Павел Андреев. День ВДВ

"Мы знаем, что такое война. И знаем, что есть военные трофеи, знаем, что есть дележ добычи, что после окончания войны, особенно победоносной, когда на войну списываются грехи и позор, возникает культ победителей, принесших на своих знаменах аромат победоносного опьянения. Но идут годы, и из них вырастают обделенные, которые еще не очень явственно говорят о том, что их забыли, но затем они начинают глухо роптать. Ветераны -- это ведь особая человеческая порода. Все это мы знаем, и наша война тоже не исключение".

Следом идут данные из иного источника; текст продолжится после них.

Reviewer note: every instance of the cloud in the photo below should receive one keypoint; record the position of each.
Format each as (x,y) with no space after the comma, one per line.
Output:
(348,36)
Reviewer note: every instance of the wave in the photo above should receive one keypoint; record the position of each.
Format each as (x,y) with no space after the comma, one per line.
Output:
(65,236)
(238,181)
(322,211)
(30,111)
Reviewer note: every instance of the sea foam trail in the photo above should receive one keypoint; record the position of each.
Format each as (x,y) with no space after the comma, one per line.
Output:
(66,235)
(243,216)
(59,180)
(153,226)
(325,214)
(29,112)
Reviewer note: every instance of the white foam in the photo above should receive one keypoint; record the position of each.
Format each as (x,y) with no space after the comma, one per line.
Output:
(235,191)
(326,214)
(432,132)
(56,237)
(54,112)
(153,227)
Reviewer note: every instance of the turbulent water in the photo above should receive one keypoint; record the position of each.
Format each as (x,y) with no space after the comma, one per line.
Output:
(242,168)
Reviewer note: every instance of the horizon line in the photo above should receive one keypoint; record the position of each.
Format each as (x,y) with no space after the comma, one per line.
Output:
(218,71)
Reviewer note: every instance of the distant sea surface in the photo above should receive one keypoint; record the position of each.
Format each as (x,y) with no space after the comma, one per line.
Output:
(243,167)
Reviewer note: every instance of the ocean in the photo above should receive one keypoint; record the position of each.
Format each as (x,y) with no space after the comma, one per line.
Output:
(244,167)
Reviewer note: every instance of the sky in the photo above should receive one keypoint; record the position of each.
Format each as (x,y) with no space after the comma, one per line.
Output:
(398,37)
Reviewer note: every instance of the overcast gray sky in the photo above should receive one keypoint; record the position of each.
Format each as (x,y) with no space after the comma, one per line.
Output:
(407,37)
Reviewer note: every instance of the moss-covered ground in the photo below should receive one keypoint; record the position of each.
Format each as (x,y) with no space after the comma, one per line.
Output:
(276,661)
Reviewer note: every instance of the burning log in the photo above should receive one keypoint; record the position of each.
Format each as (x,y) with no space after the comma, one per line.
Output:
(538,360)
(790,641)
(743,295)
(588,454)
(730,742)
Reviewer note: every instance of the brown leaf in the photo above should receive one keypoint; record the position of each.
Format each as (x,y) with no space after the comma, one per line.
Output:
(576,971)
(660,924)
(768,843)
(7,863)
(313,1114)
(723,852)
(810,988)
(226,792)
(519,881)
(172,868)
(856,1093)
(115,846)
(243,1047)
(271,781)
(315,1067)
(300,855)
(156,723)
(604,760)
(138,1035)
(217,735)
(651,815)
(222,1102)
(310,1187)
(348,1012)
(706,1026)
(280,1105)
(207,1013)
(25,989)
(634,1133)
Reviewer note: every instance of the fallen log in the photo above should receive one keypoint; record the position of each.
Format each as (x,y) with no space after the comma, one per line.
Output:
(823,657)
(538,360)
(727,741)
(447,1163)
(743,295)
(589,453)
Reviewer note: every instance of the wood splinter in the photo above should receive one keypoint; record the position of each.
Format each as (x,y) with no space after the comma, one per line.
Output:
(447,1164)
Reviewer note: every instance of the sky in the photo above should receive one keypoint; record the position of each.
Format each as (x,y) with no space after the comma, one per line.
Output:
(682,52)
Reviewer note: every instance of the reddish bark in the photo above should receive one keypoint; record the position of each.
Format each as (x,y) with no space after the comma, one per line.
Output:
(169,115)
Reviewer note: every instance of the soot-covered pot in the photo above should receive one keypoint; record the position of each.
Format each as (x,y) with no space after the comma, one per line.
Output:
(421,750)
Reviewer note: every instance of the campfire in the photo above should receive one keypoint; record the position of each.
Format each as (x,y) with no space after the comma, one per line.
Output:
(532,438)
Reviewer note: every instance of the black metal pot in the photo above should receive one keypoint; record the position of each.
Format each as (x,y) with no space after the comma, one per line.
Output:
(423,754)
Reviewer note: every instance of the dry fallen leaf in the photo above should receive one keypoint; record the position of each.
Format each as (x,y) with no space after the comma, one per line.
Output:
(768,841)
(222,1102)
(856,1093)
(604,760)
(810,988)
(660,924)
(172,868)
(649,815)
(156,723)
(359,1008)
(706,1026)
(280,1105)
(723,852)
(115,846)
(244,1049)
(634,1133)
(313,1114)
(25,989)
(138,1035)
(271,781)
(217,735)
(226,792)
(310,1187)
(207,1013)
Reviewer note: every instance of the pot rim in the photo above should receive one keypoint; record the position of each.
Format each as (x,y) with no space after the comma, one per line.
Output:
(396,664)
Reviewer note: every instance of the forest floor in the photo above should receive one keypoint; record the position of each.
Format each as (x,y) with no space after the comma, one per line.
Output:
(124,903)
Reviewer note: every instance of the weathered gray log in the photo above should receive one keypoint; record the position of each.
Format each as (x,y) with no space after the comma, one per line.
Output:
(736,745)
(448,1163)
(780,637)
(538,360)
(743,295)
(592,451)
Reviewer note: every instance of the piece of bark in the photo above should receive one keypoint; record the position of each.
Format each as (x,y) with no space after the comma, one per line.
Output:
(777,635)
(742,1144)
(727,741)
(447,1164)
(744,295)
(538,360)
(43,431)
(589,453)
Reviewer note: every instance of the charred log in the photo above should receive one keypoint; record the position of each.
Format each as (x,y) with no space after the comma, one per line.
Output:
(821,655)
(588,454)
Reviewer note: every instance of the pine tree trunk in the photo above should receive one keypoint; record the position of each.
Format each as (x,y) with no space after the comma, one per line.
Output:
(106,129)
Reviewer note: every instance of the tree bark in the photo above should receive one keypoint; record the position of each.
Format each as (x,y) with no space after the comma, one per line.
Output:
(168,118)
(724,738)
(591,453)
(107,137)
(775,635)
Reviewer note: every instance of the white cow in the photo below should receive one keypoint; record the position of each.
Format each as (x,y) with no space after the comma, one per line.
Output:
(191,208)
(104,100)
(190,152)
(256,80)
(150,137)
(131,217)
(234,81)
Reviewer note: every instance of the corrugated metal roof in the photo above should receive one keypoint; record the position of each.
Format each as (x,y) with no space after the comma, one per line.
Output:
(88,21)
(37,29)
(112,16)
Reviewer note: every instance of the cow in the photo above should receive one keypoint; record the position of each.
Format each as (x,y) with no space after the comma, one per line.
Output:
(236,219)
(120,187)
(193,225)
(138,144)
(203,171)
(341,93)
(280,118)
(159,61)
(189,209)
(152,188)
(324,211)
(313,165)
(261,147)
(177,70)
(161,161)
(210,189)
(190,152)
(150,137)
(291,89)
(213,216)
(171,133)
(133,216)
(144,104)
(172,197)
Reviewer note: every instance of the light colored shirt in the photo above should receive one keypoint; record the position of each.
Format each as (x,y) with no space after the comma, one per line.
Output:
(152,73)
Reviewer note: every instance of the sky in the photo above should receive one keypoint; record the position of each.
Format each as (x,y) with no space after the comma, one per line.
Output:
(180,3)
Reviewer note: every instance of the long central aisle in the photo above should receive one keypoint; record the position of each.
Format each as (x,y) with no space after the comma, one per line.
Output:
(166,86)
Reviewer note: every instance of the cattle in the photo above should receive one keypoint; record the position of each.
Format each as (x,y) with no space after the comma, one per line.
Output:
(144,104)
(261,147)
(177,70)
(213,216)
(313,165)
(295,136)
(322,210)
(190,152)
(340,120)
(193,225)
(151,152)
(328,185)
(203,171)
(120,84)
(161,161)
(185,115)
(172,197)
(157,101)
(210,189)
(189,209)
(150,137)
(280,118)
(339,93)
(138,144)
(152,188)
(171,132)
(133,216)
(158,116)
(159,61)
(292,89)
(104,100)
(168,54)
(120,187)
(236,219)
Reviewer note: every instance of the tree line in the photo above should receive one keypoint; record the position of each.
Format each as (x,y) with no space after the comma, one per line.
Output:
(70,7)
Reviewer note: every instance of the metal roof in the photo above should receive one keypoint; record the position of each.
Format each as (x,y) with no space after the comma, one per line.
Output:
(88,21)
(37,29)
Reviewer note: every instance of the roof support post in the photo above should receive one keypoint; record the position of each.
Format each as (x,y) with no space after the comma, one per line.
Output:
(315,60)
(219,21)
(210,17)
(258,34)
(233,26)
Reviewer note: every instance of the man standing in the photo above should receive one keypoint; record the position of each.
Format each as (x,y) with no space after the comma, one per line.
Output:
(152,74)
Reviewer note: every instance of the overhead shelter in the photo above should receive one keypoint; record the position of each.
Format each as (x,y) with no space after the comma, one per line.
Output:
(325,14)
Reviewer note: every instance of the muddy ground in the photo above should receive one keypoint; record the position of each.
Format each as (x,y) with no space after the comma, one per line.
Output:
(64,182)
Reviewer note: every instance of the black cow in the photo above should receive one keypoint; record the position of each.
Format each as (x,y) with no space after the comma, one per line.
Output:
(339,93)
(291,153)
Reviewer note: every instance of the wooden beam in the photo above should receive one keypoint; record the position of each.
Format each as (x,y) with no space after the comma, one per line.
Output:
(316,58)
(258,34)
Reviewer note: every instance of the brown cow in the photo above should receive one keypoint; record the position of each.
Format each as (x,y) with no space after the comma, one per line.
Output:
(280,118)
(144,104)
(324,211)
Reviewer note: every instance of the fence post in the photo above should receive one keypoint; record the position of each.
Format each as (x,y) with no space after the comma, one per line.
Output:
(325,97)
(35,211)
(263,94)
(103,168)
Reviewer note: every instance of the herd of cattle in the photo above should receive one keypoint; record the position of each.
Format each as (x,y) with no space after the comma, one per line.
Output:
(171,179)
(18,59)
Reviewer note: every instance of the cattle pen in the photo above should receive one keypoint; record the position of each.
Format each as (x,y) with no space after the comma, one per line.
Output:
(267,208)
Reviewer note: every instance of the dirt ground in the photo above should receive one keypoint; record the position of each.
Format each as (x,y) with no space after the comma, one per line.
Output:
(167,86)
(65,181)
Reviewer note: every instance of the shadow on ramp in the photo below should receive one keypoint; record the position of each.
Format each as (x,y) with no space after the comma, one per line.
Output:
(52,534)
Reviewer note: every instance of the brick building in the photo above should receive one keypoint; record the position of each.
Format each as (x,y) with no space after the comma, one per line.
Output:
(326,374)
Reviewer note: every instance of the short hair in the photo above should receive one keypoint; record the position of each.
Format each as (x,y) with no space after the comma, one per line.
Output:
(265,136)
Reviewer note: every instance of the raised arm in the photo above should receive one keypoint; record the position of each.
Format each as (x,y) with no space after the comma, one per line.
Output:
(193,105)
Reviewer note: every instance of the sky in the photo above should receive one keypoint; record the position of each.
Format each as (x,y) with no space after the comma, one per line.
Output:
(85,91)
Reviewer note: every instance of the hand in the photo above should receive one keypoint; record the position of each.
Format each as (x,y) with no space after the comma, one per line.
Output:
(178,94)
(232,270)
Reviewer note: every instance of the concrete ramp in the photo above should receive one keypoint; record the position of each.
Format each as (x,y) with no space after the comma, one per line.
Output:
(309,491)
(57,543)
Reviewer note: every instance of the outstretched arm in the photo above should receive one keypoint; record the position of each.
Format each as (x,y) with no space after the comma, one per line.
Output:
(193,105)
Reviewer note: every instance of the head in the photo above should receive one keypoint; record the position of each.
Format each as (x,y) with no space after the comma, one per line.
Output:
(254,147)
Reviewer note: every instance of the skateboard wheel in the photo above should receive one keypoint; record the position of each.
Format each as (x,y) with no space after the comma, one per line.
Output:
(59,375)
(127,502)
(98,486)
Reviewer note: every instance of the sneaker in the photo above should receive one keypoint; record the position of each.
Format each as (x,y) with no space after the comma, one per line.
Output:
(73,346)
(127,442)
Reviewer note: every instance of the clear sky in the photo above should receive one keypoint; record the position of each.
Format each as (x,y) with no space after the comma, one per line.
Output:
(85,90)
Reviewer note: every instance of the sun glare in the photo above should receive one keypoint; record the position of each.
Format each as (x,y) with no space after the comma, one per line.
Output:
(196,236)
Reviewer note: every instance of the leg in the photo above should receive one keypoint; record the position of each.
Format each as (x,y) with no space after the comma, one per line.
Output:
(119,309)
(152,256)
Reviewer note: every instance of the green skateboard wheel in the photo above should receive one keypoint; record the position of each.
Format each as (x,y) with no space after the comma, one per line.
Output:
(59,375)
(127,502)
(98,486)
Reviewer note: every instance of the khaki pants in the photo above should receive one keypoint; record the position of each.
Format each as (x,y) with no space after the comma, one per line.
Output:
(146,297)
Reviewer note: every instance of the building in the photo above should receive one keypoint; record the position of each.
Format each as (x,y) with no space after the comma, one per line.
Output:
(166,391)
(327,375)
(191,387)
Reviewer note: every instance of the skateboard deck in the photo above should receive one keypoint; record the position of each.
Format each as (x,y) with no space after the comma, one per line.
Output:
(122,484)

Лев Гумилев. "Поколение ветеранов"

Лето 1982 года. Афганистан

Стая белых голубей мечется над площадью. В память об одержанной когда-то победе над английским экспедиционным корпусом вокруг скромного квадратного сооружения с куполообразной крышей стоят старые английские пушки. Кандагар, город, в котором, как в самой жизни, слились воедино страх и радость, роскошь и нищета, война и голуби, летающие беззаботной стаей над площадью с пушками, -- символом свободы и независимости. Война чувствуется практически во всем. Она перевернула вековой уклад города, его привычки, традиции, даже выражения лиц людей. Война дала новые названия, например, "Черная площадь" в западном районе Данд, сразу за Пакистанским и Индийским консульствами -- место постоянных обстрелов и засад. Война поставила на перекрестках танки, прочертила в синем, бездонном небе города яркие следы сгорающих тепловых ловушек, отстрелянных боевым вертолетом -"противоракетный маневр". Площадь с пушками для нас -- контрольная точка при сопровождении колонн. Каждый раз приходится докладывать: "Прошел площадь с пушками". От тоски ли по родине, или просто от того, что так привычнее, постепенно позывной этой контрольной точки превращается в "площадь Пушкина".

Суматошное движение редких машин, моторикш, велосипедов нарушается чадящими выхлопами потока наливников, грузовых машин и БТРов. Это идет наша колонны. Война стала образом жизни этого города. И даже у мальчишек, которые всегда и везде играют в войну, здесь другие забавы. Вот и сейчас они равнодушно смотрят на танк, выставленный на перекрестке для блокировки вероятного нападения.